Another paper not yet written up regards the formal similarities between conservation of energy in physics and conservation of evidence (i.e. avoidance of double counting of evidence) in logic.   One can view energy as the form that observation takes in a certain logic (that has observational semantics), and then physical dynamics as a process of derivation in this logic, with the consistency of the logic depending on the conservation of energy (which avoids double-counting evidence).

Extending this physics-ish line of thinking in a direction that also encompasses the cognitive, was a recent paper with a messy title:

The basic idea here was to come up with physics-ish "dynamical laws of cognition" by replacing Shannon algorithm in MaxEnt type principles, with algorithmic information.     Not yet done is to extend this to graphtropy -- by extending Maximum Caliber Principle to distinction graphs that evolve over time, and then creating a corresponding form of Maximal Algorithmic Caliber that works with Combinatorial Decision Dags whose primitives are observations in a distinction graph.
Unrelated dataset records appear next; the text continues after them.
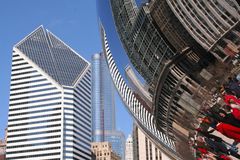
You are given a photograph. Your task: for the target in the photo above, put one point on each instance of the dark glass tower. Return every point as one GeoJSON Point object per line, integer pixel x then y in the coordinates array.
{"type": "Point", "coordinates": [179, 49]}
{"type": "Point", "coordinates": [103, 104]}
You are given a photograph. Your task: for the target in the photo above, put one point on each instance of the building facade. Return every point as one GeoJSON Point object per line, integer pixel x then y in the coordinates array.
{"type": "Point", "coordinates": [104, 151]}
{"type": "Point", "coordinates": [50, 100]}
{"type": "Point", "coordinates": [179, 49]}
{"type": "Point", "coordinates": [145, 148]}
{"type": "Point", "coordinates": [103, 104]}
{"type": "Point", "coordinates": [129, 148]}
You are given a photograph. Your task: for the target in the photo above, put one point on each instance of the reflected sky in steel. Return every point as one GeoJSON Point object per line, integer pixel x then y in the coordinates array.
{"type": "Point", "coordinates": [106, 19]}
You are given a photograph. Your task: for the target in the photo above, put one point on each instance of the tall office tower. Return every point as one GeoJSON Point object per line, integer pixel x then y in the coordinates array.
{"type": "Point", "coordinates": [129, 148]}
{"type": "Point", "coordinates": [50, 100]}
{"type": "Point", "coordinates": [103, 115]}
{"type": "Point", "coordinates": [176, 53]}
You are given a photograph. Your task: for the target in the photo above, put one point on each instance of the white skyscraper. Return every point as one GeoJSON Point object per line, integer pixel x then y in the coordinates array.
{"type": "Point", "coordinates": [129, 148]}
{"type": "Point", "coordinates": [50, 100]}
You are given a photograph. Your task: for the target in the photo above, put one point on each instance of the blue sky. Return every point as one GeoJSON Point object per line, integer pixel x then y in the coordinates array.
{"type": "Point", "coordinates": [73, 21]}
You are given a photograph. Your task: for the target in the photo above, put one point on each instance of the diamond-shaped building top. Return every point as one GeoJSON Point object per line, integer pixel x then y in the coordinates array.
{"type": "Point", "coordinates": [57, 59]}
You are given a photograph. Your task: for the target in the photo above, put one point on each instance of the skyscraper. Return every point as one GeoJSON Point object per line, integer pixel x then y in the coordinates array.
{"type": "Point", "coordinates": [50, 100]}
{"type": "Point", "coordinates": [129, 148]}
{"type": "Point", "coordinates": [180, 50]}
{"type": "Point", "coordinates": [104, 125]}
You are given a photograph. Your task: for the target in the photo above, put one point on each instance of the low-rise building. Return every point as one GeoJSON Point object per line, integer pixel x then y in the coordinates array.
{"type": "Point", "coordinates": [103, 151]}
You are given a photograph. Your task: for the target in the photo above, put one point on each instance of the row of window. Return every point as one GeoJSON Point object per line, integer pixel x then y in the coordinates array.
{"type": "Point", "coordinates": [33, 86]}
{"type": "Point", "coordinates": [26, 77]}
{"type": "Point", "coordinates": [35, 155]}
{"type": "Point", "coordinates": [35, 101]}
{"type": "Point", "coordinates": [34, 91]}
{"type": "Point", "coordinates": [33, 139]}
{"type": "Point", "coordinates": [32, 128]}
{"type": "Point", "coordinates": [39, 95]}
{"type": "Point", "coordinates": [37, 106]}
{"type": "Point", "coordinates": [35, 133]}
{"type": "Point", "coordinates": [38, 111]}
{"type": "Point", "coordinates": [33, 117]}
{"type": "Point", "coordinates": [22, 73]}
{"type": "Point", "coordinates": [33, 144]}
{"type": "Point", "coordinates": [38, 80]}
{"type": "Point", "coordinates": [35, 122]}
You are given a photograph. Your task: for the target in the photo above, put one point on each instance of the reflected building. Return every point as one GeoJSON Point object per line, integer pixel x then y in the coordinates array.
{"type": "Point", "coordinates": [146, 148]}
{"type": "Point", "coordinates": [103, 107]}
{"type": "Point", "coordinates": [129, 148]}
{"type": "Point", "coordinates": [50, 100]}
{"type": "Point", "coordinates": [180, 50]}
{"type": "Point", "coordinates": [104, 151]}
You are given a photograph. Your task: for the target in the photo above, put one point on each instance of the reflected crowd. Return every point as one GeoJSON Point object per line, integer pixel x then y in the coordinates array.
{"type": "Point", "coordinates": [217, 133]}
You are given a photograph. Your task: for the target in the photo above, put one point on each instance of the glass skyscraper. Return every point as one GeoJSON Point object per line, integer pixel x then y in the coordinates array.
{"type": "Point", "coordinates": [104, 125]}
{"type": "Point", "coordinates": [50, 100]}
{"type": "Point", "coordinates": [180, 50]}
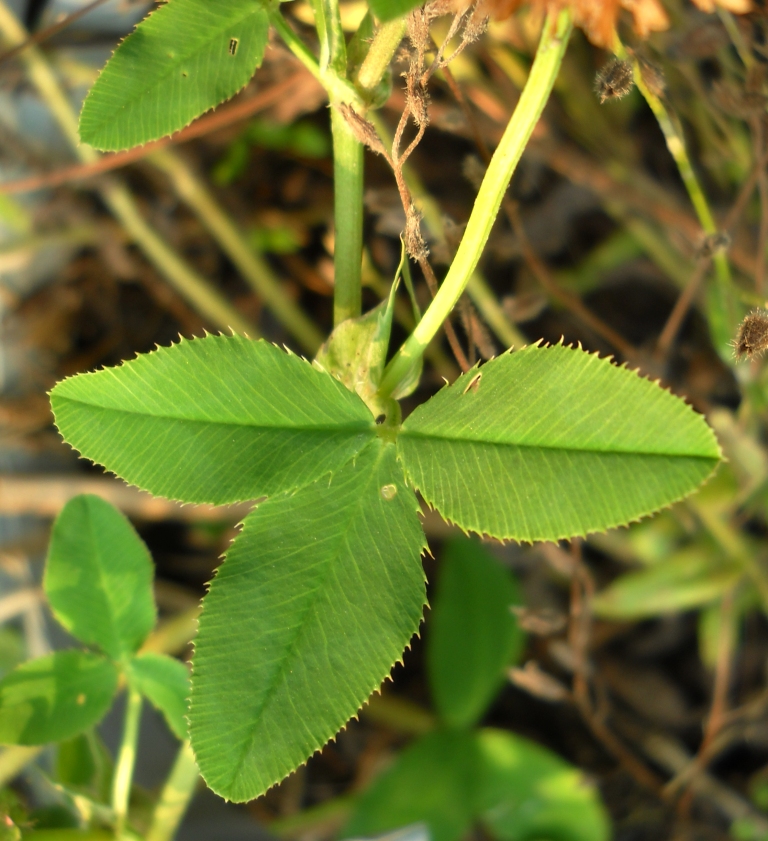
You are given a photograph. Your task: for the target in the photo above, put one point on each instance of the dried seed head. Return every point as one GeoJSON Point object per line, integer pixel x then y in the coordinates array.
{"type": "Point", "coordinates": [752, 338]}
{"type": "Point", "coordinates": [614, 80]}
{"type": "Point", "coordinates": [414, 241]}
{"type": "Point", "coordinates": [713, 244]}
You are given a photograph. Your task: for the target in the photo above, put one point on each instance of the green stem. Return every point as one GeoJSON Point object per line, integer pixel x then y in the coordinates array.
{"type": "Point", "coordinates": [721, 311]}
{"type": "Point", "coordinates": [348, 220]}
{"type": "Point", "coordinates": [126, 758]}
{"type": "Point", "coordinates": [252, 267]}
{"type": "Point", "coordinates": [386, 40]}
{"type": "Point", "coordinates": [338, 89]}
{"type": "Point", "coordinates": [174, 797]}
{"type": "Point", "coordinates": [554, 40]}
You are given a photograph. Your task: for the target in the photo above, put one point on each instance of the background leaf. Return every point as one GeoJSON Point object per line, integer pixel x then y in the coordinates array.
{"type": "Point", "coordinates": [55, 697]}
{"type": "Point", "coordinates": [689, 578]}
{"type": "Point", "coordinates": [473, 635]}
{"type": "Point", "coordinates": [165, 682]}
{"type": "Point", "coordinates": [525, 792]}
{"type": "Point", "coordinates": [175, 66]}
{"type": "Point", "coordinates": [431, 782]}
{"type": "Point", "coordinates": [551, 442]}
{"type": "Point", "coordinates": [98, 577]}
{"type": "Point", "coordinates": [220, 419]}
{"type": "Point", "coordinates": [316, 600]}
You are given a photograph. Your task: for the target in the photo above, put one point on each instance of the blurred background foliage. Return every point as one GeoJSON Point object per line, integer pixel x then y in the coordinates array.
{"type": "Point", "coordinates": [645, 654]}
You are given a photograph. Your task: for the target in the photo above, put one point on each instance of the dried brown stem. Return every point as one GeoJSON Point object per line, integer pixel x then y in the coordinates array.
{"type": "Point", "coordinates": [579, 633]}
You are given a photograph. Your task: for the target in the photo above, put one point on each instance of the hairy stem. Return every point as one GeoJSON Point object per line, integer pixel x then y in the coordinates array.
{"type": "Point", "coordinates": [554, 40]}
{"type": "Point", "coordinates": [126, 759]}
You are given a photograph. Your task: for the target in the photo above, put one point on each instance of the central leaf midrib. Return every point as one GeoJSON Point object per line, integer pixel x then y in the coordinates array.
{"type": "Point", "coordinates": [352, 426]}
{"type": "Point", "coordinates": [292, 646]}
{"type": "Point", "coordinates": [454, 439]}
{"type": "Point", "coordinates": [192, 54]}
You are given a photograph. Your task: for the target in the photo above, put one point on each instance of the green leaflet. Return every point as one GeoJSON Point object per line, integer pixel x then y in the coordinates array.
{"type": "Point", "coordinates": [473, 635]}
{"type": "Point", "coordinates": [687, 579]}
{"type": "Point", "coordinates": [551, 442]}
{"type": "Point", "coordinates": [217, 420]}
{"type": "Point", "coordinates": [316, 600]}
{"type": "Point", "coordinates": [452, 780]}
{"type": "Point", "coordinates": [524, 791]}
{"type": "Point", "coordinates": [184, 58]}
{"type": "Point", "coordinates": [431, 781]}
{"type": "Point", "coordinates": [165, 682]}
{"type": "Point", "coordinates": [55, 697]}
{"type": "Point", "coordinates": [98, 577]}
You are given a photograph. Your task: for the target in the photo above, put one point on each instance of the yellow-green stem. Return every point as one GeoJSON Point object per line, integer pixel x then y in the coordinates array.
{"type": "Point", "coordinates": [348, 220]}
{"type": "Point", "coordinates": [554, 39]}
{"type": "Point", "coordinates": [126, 759]}
{"type": "Point", "coordinates": [175, 796]}
{"type": "Point", "coordinates": [721, 311]}
{"type": "Point", "coordinates": [252, 267]}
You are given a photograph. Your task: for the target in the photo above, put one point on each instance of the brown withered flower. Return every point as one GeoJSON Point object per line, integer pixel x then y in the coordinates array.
{"type": "Point", "coordinates": [752, 337]}
{"type": "Point", "coordinates": [598, 18]}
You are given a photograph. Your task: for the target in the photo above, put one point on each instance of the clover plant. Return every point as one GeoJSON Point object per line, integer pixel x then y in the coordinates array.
{"type": "Point", "coordinates": [323, 588]}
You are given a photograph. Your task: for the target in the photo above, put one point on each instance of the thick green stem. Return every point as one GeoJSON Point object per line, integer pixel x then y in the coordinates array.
{"type": "Point", "coordinates": [543, 73]}
{"type": "Point", "coordinates": [348, 219]}
{"type": "Point", "coordinates": [175, 796]}
{"type": "Point", "coordinates": [126, 759]}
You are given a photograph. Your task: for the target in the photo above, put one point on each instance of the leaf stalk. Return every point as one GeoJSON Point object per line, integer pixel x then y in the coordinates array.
{"type": "Point", "coordinates": [126, 759]}
{"type": "Point", "coordinates": [554, 40]}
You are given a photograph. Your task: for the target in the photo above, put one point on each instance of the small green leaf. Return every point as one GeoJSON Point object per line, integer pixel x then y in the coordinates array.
{"type": "Point", "coordinates": [55, 697]}
{"type": "Point", "coordinates": [473, 635]}
{"type": "Point", "coordinates": [184, 58]}
{"type": "Point", "coordinates": [690, 578]}
{"type": "Point", "coordinates": [98, 577]}
{"type": "Point", "coordinates": [165, 682]}
{"type": "Point", "coordinates": [551, 442]}
{"type": "Point", "coordinates": [524, 791]}
{"type": "Point", "coordinates": [390, 9]}
{"type": "Point", "coordinates": [431, 782]}
{"type": "Point", "coordinates": [316, 600]}
{"type": "Point", "coordinates": [220, 419]}
{"type": "Point", "coordinates": [356, 351]}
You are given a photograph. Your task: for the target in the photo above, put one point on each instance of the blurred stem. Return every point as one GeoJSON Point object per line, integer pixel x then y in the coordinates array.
{"type": "Point", "coordinates": [554, 40]}
{"type": "Point", "coordinates": [256, 272]}
{"type": "Point", "coordinates": [126, 759]}
{"type": "Point", "coordinates": [191, 286]}
{"type": "Point", "coordinates": [722, 316]}
{"type": "Point", "coordinates": [13, 758]}
{"type": "Point", "coordinates": [175, 796]}
{"type": "Point", "coordinates": [348, 219]}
The "maximum caliber principle" is extended to a "maximum algorithmic caliber principle" that characterizes the possible worlds most likely to accord with a given set of observations -- one should assume the world has evolved with the maximum algorithmic caliber consistent with observations (basically, the most computationally dense way consistent with observations).   Basically, this just means that if you don't know how the world has made your observations come about, you need to make some assumption.   Lacking some simplicity prior, there are more possible worlds involving a lot of distinctions than a few, so the odds will be high (based on simple Principle of Indifference type symmetry arguments) that the underlying reality makes a lot of distinctions.   Given a simplicity prior, the most likely worlds will be the ones that make about as many distinctions as the prior considers in the "reasonably likely" range.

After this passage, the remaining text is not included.